I’ve been looking at the Java servlets stuff for a couple of days now and it’s clear that it bears a remarkable similarity to mod_perl.

  • In mod_perl, you define handler() which gets passed a $r object to deal with the request and send a response. Servlets make things a little more explicit. You make doGet() or doPost() methods, which get passed separate request and response. But they’re basically equivalent to $r.
  • mod_perl and servlets both have filters, but they work in slightly different ways. servlets are much more explicit; you have to forward the call on to the next servlet when you’re done. mod_perl handles things nearly implicitly (with help from Apache::Filter).
  • mod_perl is exposing the apache httpd API so you get access to different request phases. servlets run in a completely different environment, so that just isn’t applicable to them.
  • Whats also incredibly similiar to both pieces of software is that most people think that they’re far too low level and have come up with higher level “frameworks” on top.
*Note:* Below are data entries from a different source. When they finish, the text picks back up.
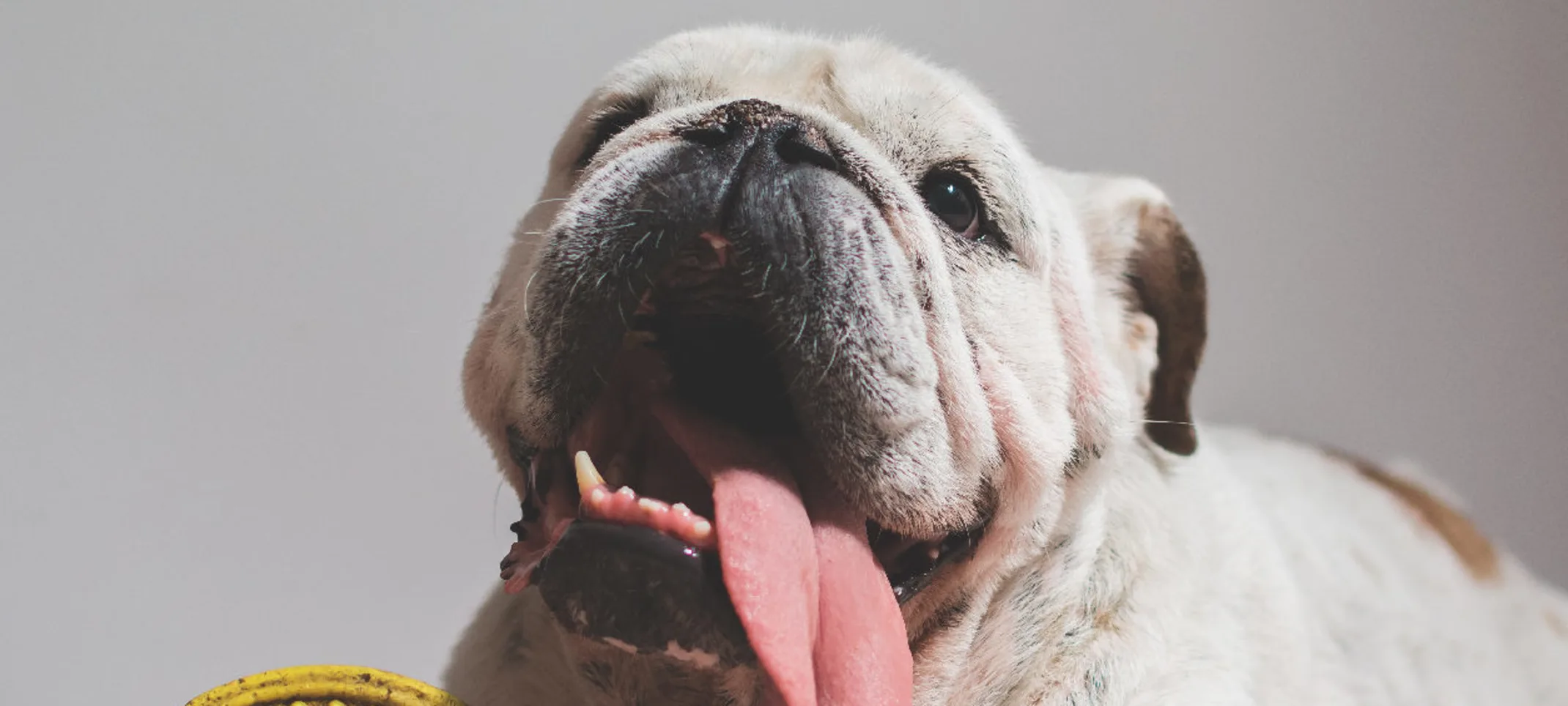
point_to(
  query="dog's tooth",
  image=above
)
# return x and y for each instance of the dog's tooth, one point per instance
(587, 475)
The standard one for Java appears to be JSP, which on close inspection bear a marked similiarity to HTML::Mason. As with mod_perl though, no one framework covers everybody’s needs, so there are lots of similiar, competing ones.
  • One thing that’s markedly different between the two is deployment and configuration. Most mod_perl deployments tend towards the messy, unless the application is packaged up like a CPAN module. But configuration is always manually done. Servlets come with a nicely defined “deployment descriptor” (aka “config file”—they love big words in the Java world). In addition, there’s a standardised directory layout and packaging format making it easy to deploy your application. In theory. I haven’t actually got as far as deploying an application in a production environment yet, but it looks reasonable to me.